Przytulaj się! Będziesz zdrowszy
2015-11-13 11:42:42Wszyscy wiedzą, że przytulanie jest niezwykle przyjemne. Skąd jednak bierze się w nas potrzeba przebywania blisko z drugą osobą nie tylko w celach prokreacyjnych, ale tak po prostu, dla poczucia ciepła? Nad psychologią miłości i przywiązania głowią się największe umysły świata od zarania dziejów.

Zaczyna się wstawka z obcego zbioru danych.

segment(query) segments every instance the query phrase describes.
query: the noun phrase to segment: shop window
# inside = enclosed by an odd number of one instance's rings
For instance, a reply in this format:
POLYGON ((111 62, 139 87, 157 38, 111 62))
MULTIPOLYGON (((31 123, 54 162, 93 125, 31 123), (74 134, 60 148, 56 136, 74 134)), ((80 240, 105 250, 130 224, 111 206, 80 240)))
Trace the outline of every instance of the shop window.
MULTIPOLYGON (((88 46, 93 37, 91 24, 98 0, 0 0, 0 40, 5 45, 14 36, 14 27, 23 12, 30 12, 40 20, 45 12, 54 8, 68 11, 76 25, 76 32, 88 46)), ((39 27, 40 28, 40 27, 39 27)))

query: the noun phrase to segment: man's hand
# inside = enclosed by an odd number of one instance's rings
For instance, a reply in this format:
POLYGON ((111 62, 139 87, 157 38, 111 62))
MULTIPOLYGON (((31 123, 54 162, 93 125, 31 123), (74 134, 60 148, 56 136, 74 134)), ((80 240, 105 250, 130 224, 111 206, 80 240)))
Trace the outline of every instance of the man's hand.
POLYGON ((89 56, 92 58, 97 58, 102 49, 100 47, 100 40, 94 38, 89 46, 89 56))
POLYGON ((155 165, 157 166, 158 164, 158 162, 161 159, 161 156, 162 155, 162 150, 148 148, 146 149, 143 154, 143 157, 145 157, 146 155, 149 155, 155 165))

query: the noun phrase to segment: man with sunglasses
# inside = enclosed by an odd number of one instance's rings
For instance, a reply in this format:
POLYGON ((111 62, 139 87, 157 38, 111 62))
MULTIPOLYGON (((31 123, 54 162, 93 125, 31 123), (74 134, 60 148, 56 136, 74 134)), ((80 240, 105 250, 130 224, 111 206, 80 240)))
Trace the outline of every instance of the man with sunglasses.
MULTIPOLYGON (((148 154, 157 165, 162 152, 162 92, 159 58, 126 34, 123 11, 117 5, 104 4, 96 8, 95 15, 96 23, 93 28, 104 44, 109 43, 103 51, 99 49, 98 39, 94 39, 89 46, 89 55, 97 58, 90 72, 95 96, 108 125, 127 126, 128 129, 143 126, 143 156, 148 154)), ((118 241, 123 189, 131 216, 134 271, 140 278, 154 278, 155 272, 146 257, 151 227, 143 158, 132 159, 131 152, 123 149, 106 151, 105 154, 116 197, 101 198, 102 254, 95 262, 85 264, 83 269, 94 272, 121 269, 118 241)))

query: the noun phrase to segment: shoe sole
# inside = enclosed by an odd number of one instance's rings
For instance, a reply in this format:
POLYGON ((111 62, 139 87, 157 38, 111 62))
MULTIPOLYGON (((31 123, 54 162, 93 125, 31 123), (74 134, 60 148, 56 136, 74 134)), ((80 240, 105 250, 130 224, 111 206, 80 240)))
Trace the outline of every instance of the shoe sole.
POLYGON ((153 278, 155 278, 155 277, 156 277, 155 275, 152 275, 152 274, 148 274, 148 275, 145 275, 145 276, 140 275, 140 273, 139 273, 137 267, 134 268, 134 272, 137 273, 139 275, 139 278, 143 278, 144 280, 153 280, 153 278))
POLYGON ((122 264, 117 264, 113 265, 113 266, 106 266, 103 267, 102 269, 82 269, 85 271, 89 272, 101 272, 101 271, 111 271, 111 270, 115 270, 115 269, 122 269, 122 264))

Najsłynniejszym badaniem dotyczącym bliskości i przywiązania było badanie Harlowe’a na małpkach-rezusach, polegające na podaniu dwóch zastępczych „matek” i obserwowanie ich zachowania. Jedna ze sztucznych opiekunek dawała jedzenie, ale była zrobiona z drutów; druga zaś pokarmu nie dawała, ale była miękka i ciepła w dotyku, zbudowana z drewna i materiałów.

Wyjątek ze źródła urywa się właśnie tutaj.